Bersih Desa Temuasri: Tradisi dan Doa untuk Kemajuan Desa
KrimsusPolri.Com//Sempu, Banyuwangi – Desa Temuasri, Kecamatan Sempu, Banyuwangi, menggelar tradisi bersih desa yang dibalut dengan rangkaian kegiatan bernuansa religi dan budaya. Acara yang berlangsung selama dua hari, Jumat-Sabtu (4-5 Juli 2025), diawali dengan pembacaan sema’an dan khataman Al-Qur’an 30 juz. Malam Sabtu, doa dan istighosah bersama perangkat desa, sesepuh, dan pamong desa menambah khidmat suasana.

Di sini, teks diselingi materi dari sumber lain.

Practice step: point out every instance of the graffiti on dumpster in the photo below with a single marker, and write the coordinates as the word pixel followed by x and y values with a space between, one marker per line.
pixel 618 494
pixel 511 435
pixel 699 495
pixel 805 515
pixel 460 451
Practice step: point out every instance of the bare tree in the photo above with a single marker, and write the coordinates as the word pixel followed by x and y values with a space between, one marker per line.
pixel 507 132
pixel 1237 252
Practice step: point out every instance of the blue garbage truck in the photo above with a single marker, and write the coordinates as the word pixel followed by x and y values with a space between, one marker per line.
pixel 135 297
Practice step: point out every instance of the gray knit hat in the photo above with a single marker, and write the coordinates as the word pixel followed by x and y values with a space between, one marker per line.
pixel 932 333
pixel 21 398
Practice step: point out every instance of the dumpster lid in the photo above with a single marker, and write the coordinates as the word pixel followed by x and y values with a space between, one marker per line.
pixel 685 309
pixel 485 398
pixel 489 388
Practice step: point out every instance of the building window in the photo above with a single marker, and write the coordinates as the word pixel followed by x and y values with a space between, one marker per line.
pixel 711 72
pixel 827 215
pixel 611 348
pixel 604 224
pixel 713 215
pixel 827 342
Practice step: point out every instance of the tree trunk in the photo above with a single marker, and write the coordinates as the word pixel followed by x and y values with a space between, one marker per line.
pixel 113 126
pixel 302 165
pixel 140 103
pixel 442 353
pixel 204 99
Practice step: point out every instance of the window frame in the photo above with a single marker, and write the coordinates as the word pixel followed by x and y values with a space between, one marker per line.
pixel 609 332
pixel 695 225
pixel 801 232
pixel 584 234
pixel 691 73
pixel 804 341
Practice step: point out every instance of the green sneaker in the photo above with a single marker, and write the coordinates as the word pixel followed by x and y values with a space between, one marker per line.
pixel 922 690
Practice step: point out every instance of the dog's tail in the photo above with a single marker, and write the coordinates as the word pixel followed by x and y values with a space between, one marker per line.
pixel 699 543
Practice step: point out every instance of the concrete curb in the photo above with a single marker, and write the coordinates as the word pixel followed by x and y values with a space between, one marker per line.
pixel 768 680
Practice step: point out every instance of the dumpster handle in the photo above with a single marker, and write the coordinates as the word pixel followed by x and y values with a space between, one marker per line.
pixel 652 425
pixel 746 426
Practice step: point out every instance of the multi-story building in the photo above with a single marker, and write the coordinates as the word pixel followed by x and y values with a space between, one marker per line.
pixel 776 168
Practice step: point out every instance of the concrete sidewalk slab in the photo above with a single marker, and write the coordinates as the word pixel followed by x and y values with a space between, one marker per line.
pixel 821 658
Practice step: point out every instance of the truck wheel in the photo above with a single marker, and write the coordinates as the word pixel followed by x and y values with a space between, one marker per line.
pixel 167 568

Puncak acara ditandai dengan “ruwatan” pada Sabtu (5/7/2025). Masyarakat dari lima dusun di Desa Temuasri berpartisipasi dengan membawa hasil panen dan alat-alat pertanian seperti cangkul, ongkek, ereg, welasah, topi tani, serta peralatan dapur. Kegiatan ini menggambarkan kearifan lokal dan keakraban warga dalam menjaga kelestarian alam dan hasil bumi.
Usai magrib, pawai obor yang diikuti anak-anak TPQ menambah semarak acara. Pawai mengelilingi beberapa wilayah dusun, menyulut semangat kebersamaan dan keceriaan. Setelah isya, santunan diberikan kepada 5 anak yatim piatu. Hiburan rakyat berupa pagelaran wayang kulit oleh Ki Yuwono dan Ki Syifa menjadi penutup rangkaian kegiatan.
Kepala Desa Temuasri, Sunarti, S.E., menyampaikan rasa syukur dan terima kasih kepada seluruh elemen yang terlibat, termasuk BPD, LPMD, Linmas, Babinsa, dan Babinkamtibmas. Ia menekankan pentingnya kerjasama masyarakat dalam mensukseskan acara bersih desa ini. "Ya… terima kasih pada semua elemen, semua lembaga desa, semua masyarakat Temuasri, karena kegiatan ini juga kegiatan masyarakat Temuasri," ujarnya, Sabtu (5/7/2025).
Sunarti berharap, bersih desa ini membawa dampak positif bagi kemajuan dan kesejahteraan Desa Temuasri. "Harapan kita pada Tuhan Yang Maha Esa ialah dengan bersih desa ini agar Temuasri lebih maju di bidang apapun, dan tentunya tetap sehat demi memakmurkan masyarakat," harapnya.